Diesen Brief mit einem wunderschönen Plädoyer für einen Hängesessel haben wir von unserer Leserin Gudrun F. aus München bekommen:

 

Meinen Hängesessel habe ich geschenkt bekommen. Gekauft hätte ich mir sicher nie einen. Mehrere Freunde haben zu meinem Geburtstag zusammen gelegt, weil ich „doch so gerne lese“. Ich lese gerne, aber das kann ich doch überall anders genauso gut, habe ich gedacht.

Wir haben den Sessel draußen unter dem Balkon befestigt und ich habe das eiförmige Monstrum die ersten Wochen nur argwöhnisch beäugt und auch als ein bisschen störend empfunden – immerhin nimmt es mir etwas von meinem Blick auf den Garten und scheint nie ganz still zu hängen. Wie ein großer, baumelnder brauner Tropfen.

Kurz davor ihn abzuhängen und zu all den anderen ungeliebten Geschenken in den Keller zu räumen war ich, als wir ebendiese Freunde, die mir den Sessel geschenkt hatten, zu einem Grillfest eingeladen haben und der Sessel tatsächlich den ganzen Abend unbesetzt war, obwohl ich ihn ganz einladend mit ein paar Kissen dekoriert hatte.

Ich weiß jetzt, dass ich meine Begegnung mit dem Hängesessel ganz falsch angegangen bin. Er sieht zwar nett aus, aber für Feiern mit Freunden ist er wahrlich nichts. Ich habe es schließlich ausprobiert. Nach rechts und links abgeschottet, sodass man nicht alle Gesichter derer sehen kann, die sich gerade an einem lustigen Gespräch beteiligen und auch noch langsam federnd und dabei in einer Zeitlupe-Schwenkbewegung in immer andere Richtungen gewiesen zu werden – so sitzt man in keiner guten Position für Geselligkeit.

Dieser augenscheinliche Nachteil des Hängesessels ist aber in Wirklichkeit sein größter Vorteil. Als ich mich am nächsten Vormittag, erschöpft von den grillfestbedingten Aufräumarbeiten, mit einem Rest Weißwein (es war Wochenende) aufs Sofa zurückziehen wollte, fand ich einfach keine Ruhe. Noch kurz die Zeitschrift zu Ende durchblättern, die Mutter zurückrufen, die Katze füttern, einen Einkaufszettel schreiben und dann aber die Füße hochlegen! Mein Blick fiel wieder auf mein im Sommerwind hin und her schwingendes Ei. Und dann kam der Moment, in dem ich heute glaube den Hängesessel erstmals verstanden zu haben.

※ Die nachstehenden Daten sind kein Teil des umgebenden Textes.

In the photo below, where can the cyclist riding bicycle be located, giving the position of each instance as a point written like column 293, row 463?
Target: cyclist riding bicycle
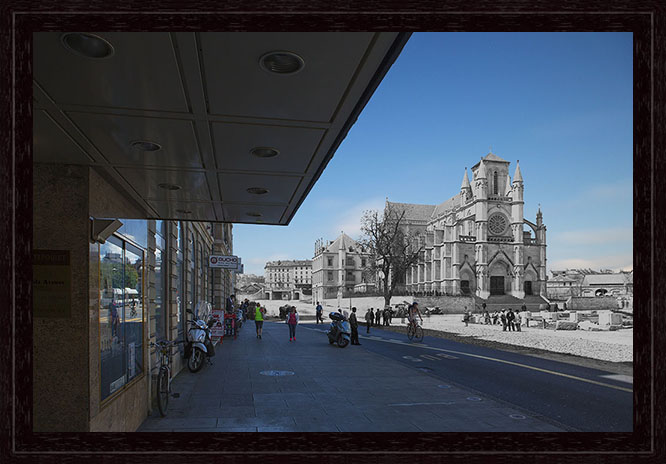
column 412, row 312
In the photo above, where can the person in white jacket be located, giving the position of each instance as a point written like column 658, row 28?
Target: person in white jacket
column 292, row 321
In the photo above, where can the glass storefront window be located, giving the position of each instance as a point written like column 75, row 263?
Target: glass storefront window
column 121, row 314
column 160, row 275
column 180, row 275
column 193, row 278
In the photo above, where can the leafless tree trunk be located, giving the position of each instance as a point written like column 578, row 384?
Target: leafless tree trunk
column 392, row 249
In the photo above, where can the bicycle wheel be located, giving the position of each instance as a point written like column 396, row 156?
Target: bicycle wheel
column 418, row 334
column 163, row 391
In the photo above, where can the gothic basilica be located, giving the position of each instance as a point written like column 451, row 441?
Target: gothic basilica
column 478, row 242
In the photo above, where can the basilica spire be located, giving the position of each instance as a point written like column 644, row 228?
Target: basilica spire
column 481, row 173
column 465, row 184
column 508, row 187
column 517, row 176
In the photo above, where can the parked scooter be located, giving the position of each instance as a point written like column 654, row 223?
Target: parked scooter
column 199, row 345
column 339, row 331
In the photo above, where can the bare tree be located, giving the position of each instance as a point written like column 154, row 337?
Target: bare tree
column 392, row 249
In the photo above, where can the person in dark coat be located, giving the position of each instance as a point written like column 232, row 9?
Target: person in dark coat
column 509, row 320
column 353, row 322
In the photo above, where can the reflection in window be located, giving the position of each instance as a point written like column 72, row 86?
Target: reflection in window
column 121, row 314
column 180, row 276
column 160, row 313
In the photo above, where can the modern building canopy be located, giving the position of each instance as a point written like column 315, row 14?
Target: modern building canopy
column 228, row 127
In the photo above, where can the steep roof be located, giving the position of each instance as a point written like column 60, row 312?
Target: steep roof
column 413, row 212
column 446, row 206
column 492, row 157
column 346, row 241
column 605, row 279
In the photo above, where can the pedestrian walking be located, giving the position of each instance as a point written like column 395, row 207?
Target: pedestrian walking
column 509, row 320
column 259, row 313
column 518, row 321
column 292, row 321
column 353, row 323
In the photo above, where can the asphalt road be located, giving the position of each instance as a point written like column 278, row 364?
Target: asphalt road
column 579, row 398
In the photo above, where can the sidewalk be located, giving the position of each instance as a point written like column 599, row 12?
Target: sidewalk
column 326, row 389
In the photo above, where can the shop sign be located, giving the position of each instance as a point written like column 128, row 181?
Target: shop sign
column 51, row 283
column 224, row 262
column 218, row 328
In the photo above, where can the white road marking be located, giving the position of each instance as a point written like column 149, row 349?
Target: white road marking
column 620, row 378
column 511, row 363
column 421, row 404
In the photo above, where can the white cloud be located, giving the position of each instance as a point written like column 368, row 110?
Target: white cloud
column 616, row 263
column 349, row 221
column 595, row 236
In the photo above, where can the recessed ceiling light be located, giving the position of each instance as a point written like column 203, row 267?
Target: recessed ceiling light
column 170, row 186
column 281, row 62
column 145, row 145
column 87, row 45
column 257, row 190
column 264, row 152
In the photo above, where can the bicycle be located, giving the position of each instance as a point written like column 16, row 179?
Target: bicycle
column 414, row 331
column 164, row 375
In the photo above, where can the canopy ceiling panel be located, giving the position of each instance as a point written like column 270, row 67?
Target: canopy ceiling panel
column 185, row 123
column 257, row 214
column 142, row 73
column 274, row 189
column 157, row 184
column 116, row 137
column 312, row 94
column 50, row 144
column 294, row 147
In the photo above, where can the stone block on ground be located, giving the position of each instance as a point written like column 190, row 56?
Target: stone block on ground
column 566, row 325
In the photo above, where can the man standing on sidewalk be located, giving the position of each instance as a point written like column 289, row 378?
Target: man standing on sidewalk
column 353, row 322
column 368, row 320
column 319, row 310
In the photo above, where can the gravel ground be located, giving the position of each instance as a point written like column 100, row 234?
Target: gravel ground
column 612, row 347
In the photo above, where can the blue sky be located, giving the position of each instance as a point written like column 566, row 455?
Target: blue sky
column 561, row 103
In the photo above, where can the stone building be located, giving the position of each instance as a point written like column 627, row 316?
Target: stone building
column 288, row 280
column 478, row 241
column 338, row 267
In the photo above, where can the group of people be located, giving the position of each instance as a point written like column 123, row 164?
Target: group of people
column 373, row 317
column 243, row 311
column 509, row 319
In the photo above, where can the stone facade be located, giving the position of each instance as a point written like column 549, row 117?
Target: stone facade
column 475, row 242
column 338, row 267
column 288, row 280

Ich legte den Stift hin und ging auf die Terrasse, ließ mich in die Kissen im federnden Sessel fallen und begriff mit einem Mal, dass der Hängesessel ein Ort für mich sein könnte. Der ganze Stress, alles, was mir so im Hinterkopf herumspukte, war plötzlich viel weiter weg. Irgendwie kleiner. Ich habe dem Sessel und mir selbst versprochen, dass er eine Art Auszeit-Einkuschel-Abschalt-Zeit-für-mich-Platz wird. Und das ist er seitdem. Dass man zu den Seiten hin ein wenig abgeschottet ist empfinde ich mittlerweile als angenehm – mir kommt es so vor, als führe das eingeschränktere Sichtfeld zu mehr Fokus. Ich bemerke einen Schmetterling oder eine Hummel, ich nehme die Geräusche der Nachbarschaft oder der Vögel in den Bäumen wahr oder ich lehne mich zurück in die Kissen und blicke in den blauen Himmel.

Mein Hängesessel ist für mich der beste Ort zum Nachdenken geworden. Er ist ein hervorragender Platz, wenn man sich einmal schmollend zurückziehen möchte. Er ist mein Genießer-Sessel, in den ich mir einen kalten Eistee, eine Schüssel mit frischem Obstsalat oder das obligatorische Stück Schokolade mitnehme. Und mittlerweile ist er auch mein Lieblingsort zum ungestörten Lesen. Ich muss mich wohl noch einmal – diesmal ganz und gar ehrlich – bei meinen Freunden bedanken. Sie haben bewiesen, dass sie mich viel besser kennen, als ich dachte. Oder als ich mich selbst.